Keywords: Anterior column reconstruction, bridwell criteria, frankel grade, kyphosis, thoracic spine, tuberculosis


How to cite this article:
Srivastava SK, Gaddikeri M, Raj A, Bhosle S, Naseem A, Amin A, Agrawal H. Comparative analysis of long-term outcome of anterior reconstruction in thoracic tuberculosis by direct anterior approach versus posterior approach. Asian J Neurosurg 2021;16:745-51

How to cite this URL:
Srivastava SK, Gaddikeri M, Raj A, Bhosle S, Naseem A, Amin A, Agrawal H. Comparative analysis of long-term outcome of anterior reconstruction in thoracic tuberculosis by direct anterior approach versus posterior approach. Asian J Neurosurg [serial online] 2021 [cited 2022 Jan 28];16:745-51. Available from: https://www.asianjns.org/text.asp?2021/16/4/745/332842




  Introduction Top


First described by Sir Percival Pott, Tuberculosis (TB) is an age-old problem affecting millions and millions worldwide.
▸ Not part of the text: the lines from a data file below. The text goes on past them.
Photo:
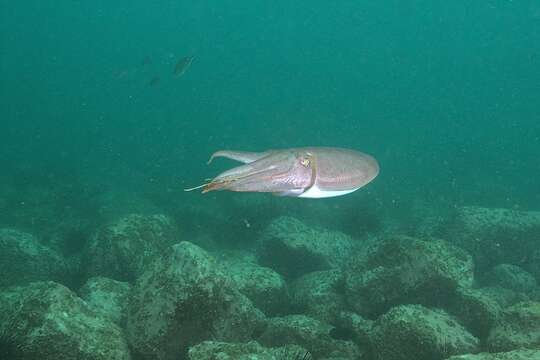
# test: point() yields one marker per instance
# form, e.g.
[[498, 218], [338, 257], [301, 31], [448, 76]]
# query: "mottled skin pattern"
[[304, 172]]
Developing countries are affected the most. TB in the past was considered to be a dead-end for the patient but with the advent of anti-tubercular chemotherapy and surgical advancements, millions of lives were saved. The thoracic spine is the most common site affected. Affects more commonly the anterior part of the vertebra and causes collapse leading to kyphotic deformity and neural compression. The goals of surgery in Pott's spine are adequate debridement and decompression, maintenance and reinforcement of stability, prevention, and correction of deformity if any.[1],[2],[3],[4],[5] The selection of whether anterior of the posterior approach for surgical treatment of thoracolumbar TB is still a matter of debate. Anterior approach was popularized by Hodgson in 1960. Throughout the past anterior-approach has always been favored because of involvement of the anterior part of the vertebra being more common and anterior-approach allows for thorough debridement of disease and decompression of cord. Reconstruction of the vertebral body by anterior approach looks far more promising and easy. But with time posterior-approach has gained more attention because of the complexity and morbidity associated with anterior-approach. Anterior reconstruction by posterior approach is now favored because of familiarity with the approach and ease of doing surgery. The anterior and posterior approach used for reconstruction have their own pros and cons. But are the results of reconstruction the same in both these approaches?? There are various studies showing variable results.[6],[7],[8],[9] The above study was conducted to see and compare the long-term outcome of reconstruction by direct anterior versus posterior approach using clinical and radiological methods and conclude so that it becomes a standard of care in the management of TB.

Aims and objectives

To retrospectively evaluate and compare the long-term outcome of anterior reconstruction of the vertebral body in TB of the dorsal spine by direct anterior versus posterolateral approach.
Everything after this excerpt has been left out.